Concibe Dantés un asombroso y atrevidísimo proyecto de evasión


Abrió Edmundo el fúnebre envoltorio, sacó de él el cadáver de su compañero y con un esfuerzo lento y doloroso a la par, hízolo pasar por la galería de comunicación hasta su calabozo. Colocólo en su lecho de cara a la pared y le-tapó con sus propios andrajos, de modo que, al entrar el carcelero con la cena, creyese que era Dantés que dormía, como había sucedido muchas otras veces. Terminada esta operación, Edmundo fue a ocupar en el saco el puesto del difunto; cosióse por dentro con la aguja que había sido una de las herramientas más ingeniosas del abate. Retuvo en su mano el cuchillo del abate y palpitándole fuertemente el corazón aguardó los acontecimientos.

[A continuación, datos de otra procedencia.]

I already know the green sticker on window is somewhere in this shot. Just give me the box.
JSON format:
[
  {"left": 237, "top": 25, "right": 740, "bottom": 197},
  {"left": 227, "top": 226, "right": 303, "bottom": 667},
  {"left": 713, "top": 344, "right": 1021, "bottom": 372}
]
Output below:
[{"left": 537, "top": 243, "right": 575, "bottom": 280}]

Pasaron las horas con desesperante lentitud, hasta que, por fin, oyó los pesados pasos de los carceleros que bajaban al calabozo. En medio de los chistes más groseros sobre el Abate Loco y después de alguna conversación acerca de atar el nudo, cosa que intrigó vivamente a Edmundo, levantaron el saco. Colocáronlo en unas andas llevadas por dos hombres y tras algunas maniobras que, él no pudo comprender, pusiéronse éstos en marcha por los corredores del castillo, alumbrados por otro hombre que llevaba una antorcha en la mano. Poco después llegaron a una poterna que fue abierta; al pasar por ella oyóse el ruido del mar que se estrellaba contra las rocas.